Mo Zain Ajaz Partners With Lawcadia for Legal Ops

Australian legal ops software provider, Lawcadia, and well-known former National Grid Property GC turned consultant, Mo Zain Ajaz, are partnering together to help inhouse clients.

The deal will see Ajaz’s UK-based consultancy, LEx360, use Lawcadia’s software to ‘reduce waste, risk, complexity, and uncertainty for corporate counsel’.

But first, what does Lawcadia do? It can be used by inhouse legal teams for ‘intake and triage, matter management and legal spend management….using no-code automation and logic-based workflows with built-in document automation, collaboration tools, and BI reporting’.

All well and good. But how does this work in terms of the partnership? Artificial Lawyer asked Ajaz, who was also Global Head of Legal Operations at National Grid until January this year, to share the plan.

‘The plan is that my process driven law projects will be powered by the technology from Lawcadia. The goal is to tackle the key challenges of the GC and use lean and other quality methods to deliver policy, process and procedure blueprints, which are powered by Lawcadia.

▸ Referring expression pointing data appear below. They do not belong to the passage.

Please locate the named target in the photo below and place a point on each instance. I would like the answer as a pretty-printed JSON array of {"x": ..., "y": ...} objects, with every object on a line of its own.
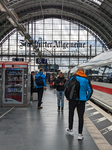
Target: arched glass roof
[
  {"x": 94, "y": 14},
  {"x": 74, "y": 43}
]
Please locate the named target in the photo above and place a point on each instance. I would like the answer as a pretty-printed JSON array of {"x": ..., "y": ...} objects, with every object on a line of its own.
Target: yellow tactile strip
[{"x": 98, "y": 138}]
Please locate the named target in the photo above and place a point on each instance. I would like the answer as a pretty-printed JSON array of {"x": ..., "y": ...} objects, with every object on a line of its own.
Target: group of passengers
[{"x": 85, "y": 93}]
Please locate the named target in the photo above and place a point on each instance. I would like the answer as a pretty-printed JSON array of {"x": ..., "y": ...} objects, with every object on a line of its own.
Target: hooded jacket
[
  {"x": 43, "y": 77},
  {"x": 85, "y": 86}
]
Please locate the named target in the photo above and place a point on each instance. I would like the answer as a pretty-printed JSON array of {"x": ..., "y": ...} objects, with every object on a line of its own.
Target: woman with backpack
[
  {"x": 40, "y": 83},
  {"x": 60, "y": 82}
]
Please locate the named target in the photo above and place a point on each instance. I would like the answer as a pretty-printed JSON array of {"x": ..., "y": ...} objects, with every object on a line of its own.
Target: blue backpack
[{"x": 39, "y": 80}]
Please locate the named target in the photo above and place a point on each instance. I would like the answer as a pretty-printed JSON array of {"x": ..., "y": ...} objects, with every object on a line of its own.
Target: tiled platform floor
[{"x": 32, "y": 129}]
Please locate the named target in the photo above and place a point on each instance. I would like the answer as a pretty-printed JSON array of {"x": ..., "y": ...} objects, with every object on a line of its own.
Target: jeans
[
  {"x": 80, "y": 110},
  {"x": 60, "y": 98}
]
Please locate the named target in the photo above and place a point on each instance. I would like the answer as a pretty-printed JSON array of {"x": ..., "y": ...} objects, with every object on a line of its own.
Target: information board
[{"x": 17, "y": 59}]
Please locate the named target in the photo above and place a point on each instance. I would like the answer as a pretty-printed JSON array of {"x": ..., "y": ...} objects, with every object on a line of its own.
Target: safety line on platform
[
  {"x": 6, "y": 112},
  {"x": 98, "y": 138}
]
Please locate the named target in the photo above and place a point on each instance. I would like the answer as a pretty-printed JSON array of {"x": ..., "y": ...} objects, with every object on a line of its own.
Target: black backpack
[
  {"x": 39, "y": 81},
  {"x": 72, "y": 88}
]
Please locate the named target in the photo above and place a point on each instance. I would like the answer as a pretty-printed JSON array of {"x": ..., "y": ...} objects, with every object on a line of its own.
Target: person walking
[
  {"x": 85, "y": 92},
  {"x": 32, "y": 85},
  {"x": 40, "y": 83},
  {"x": 59, "y": 83}
]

‘I intend to tackle all the processes in an in-house context, covering intake and delivery, which will include spend management and specialist legal workflows like DSARs, Board Reporting, and Company Secretarial work.

Lawcadia will help translate these workflows onto their system so it will be easier for the GC to see improvements, trends, and ensure compliance,’ explained Ajaz.

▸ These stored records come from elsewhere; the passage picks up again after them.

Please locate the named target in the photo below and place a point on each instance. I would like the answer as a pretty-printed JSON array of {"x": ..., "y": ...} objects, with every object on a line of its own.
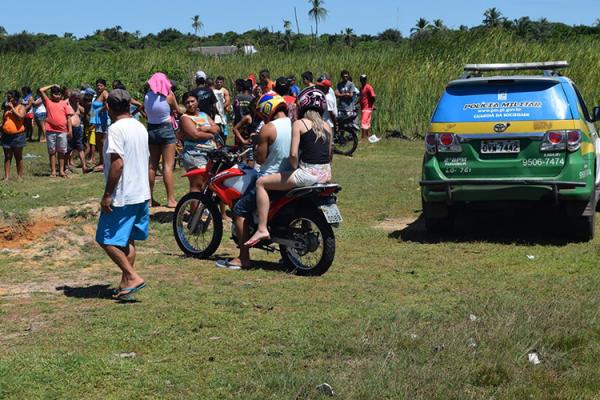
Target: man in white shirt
[{"x": 125, "y": 216}]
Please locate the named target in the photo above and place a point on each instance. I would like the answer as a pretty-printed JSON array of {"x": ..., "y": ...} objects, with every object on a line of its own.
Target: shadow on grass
[
  {"x": 527, "y": 228},
  {"x": 92, "y": 292},
  {"x": 162, "y": 217}
]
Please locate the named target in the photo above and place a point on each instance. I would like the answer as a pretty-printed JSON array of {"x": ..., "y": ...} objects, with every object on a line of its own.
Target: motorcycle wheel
[
  {"x": 345, "y": 142},
  {"x": 311, "y": 228},
  {"x": 197, "y": 225}
]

More broadly, the two businesses stated that ‘the modern legal department remains plagued by inefficient, manual and complex processes, further compounded by relentless demands, heightened regulatory compliance requirements and the pressure to do more with less’.

Yep, that sounds familiar!

Last word goes to Lawcadia’s CEO, Warwick Walsh, who added: ‘Lawcadia and LEx360 are aligned in our vision for improving legal service delivery. This partnership will bring that depth and breadth of expertise and technology capability required to digitally transform the in-house legal function.’